I suggest you bear in mind that many landlords are still increasing rent by 5% per year for company lets (which Gasco would be) so don't go for right at the top of your budget. Also make sure you get allocated parking included in the deal if you are on-island - or increase the rent by 5,000 AED to include the car parking space (and make sure this is in the lease so your employer pays that too). Note that if you use an agent to find a property you will have to pay commission (estimate 5,000 AED) which is probably not reimbursed by your employer.
Within your housing allowance of 150,000 AED you could rent a 3 bedroom apartment in Al Muneera (Al Raha Beach) or Amaya Towers (Al Reem Island). Or a 1 bedroom apartment in Etihad Towers (Abu Dhabi island, near Corniche), or a 2 bedroom at Marina Heights (Al Reem Island).


----------



## Innocent

Thanks a lot...

I would really like to live near the Corniche area of Abu Dhabi....... I looked at Etihad Tower in Youtube and sounds very fascinating..... but any reasonable building near Corniche is fine for me....

Do I really need to see agents and pay him??? or is there anyway to directly talk to the building/ apartment Owner??


----------



## AlexDhabi

Nation Tower between the Hilton and Spinneys (on the Corniche) is another huge new building and a better location than Etihad Towers. Latest estimated release date is January 2013.


----------



## Roadworrier

Try Shining Tower in Khalidiya....some beautiful views...and brand new.

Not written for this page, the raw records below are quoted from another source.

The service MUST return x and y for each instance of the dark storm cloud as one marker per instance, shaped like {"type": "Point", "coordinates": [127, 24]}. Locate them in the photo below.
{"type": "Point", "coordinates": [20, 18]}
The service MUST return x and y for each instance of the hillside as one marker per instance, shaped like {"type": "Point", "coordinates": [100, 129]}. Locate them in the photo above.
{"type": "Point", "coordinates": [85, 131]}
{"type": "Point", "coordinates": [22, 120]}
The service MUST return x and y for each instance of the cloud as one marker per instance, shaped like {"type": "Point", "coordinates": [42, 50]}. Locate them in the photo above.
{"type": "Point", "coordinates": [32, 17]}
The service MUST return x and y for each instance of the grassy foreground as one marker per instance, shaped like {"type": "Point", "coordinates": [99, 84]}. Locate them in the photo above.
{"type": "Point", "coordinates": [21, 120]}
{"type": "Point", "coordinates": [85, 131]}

I would have gone there if my wife hadn't insisted on living in Dubai (we are in the Dubai Marina in a nice place, so no regrets, but the long commute can be a pain).


----------



## Innocent

Thanks Alex, would it be possible to book one apartment there by mid Oct? This building looks great to me and I would really like to live there.

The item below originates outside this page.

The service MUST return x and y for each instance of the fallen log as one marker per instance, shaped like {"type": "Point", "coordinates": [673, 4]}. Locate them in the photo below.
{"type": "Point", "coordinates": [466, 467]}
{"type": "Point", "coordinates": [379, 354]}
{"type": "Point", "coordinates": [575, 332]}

I guess i can have 2 BR within 150 K. Sounds a great deal to me....

Any further information would highly be appreciated.....

Cheers,


----------



## AlexDhabi

Shining Tower is available from Khidmah and I got an SMS from them yesterday. They are advertising 2 br starting at 120k and 3 br starting at 180k. Great location - walking distance of Corniche, public beach, Khalidiya Mall and Sheraton Khalidiya (3rd Avenue pub) as well as many restaurants and shops.
Shining Tower - Abu Dhabi


----------



## Bounty Hunter

Just looked at a place in Khalifa A. Two bedroom with your own private swimming pool. This might be what you are looking for!


----------



## Innocent

Dear Bounty,

I presume its a villa? That would be perfect option for me. I am arriving Abu Dhabi by 1st of November. 

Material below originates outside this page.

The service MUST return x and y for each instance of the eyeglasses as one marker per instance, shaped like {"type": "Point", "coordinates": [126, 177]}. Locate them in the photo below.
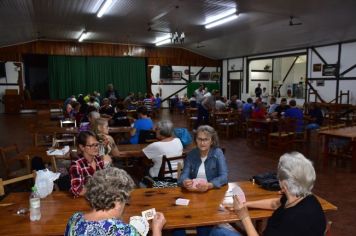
{"type": "Point", "coordinates": [203, 140]}
{"type": "Point", "coordinates": [94, 145]}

How much is it? Any agency fee? 

Thanks,


----------



## JSam

Thanks for all responses. It was helpful..


----------



## JSam

You can check Al Sahel Tower on Corniche (same building of Al Hilal Bank). Nice one. I know friends who live there.


----------



## SIexpat

Is the rental agreement in Abudhabi is renewed every year with rental increment or the rent is fixed for three years?


----------



## AlexDhabi

In Abu Dhabi housing rental contracts are normally 12 months paid in full in advance. Rent increases are currently limited to 5% every year and most landlords take this to mean they have to increase the rent.


----------



## SIexpat

thank u for the prompt response. shall get back if I need more info..


----------



## Enzoo

if the company will give you 150k in full you can rent yourself a simple nice flat which costs far lesser than the 150k . believe me there are nice studio flats available in abu dhabi


----------



## busybee2

Innocent said:


> Thanks a lot...
> 
> I would really like to live near the Corniche area of Abu Dhabi....... I looked at Etihad Tower in Youtube and sounds very fascinating..... but any reasonable building near Corniche is fine for me....
> 
> Do I really need to see agents and pay him??? or is there anyway to directly talk to the building/ apartment Owner??


yes most places you have to use an agent and pay 5% very unlikely you can go direct to owner, thats the rules and you cant change them.


----------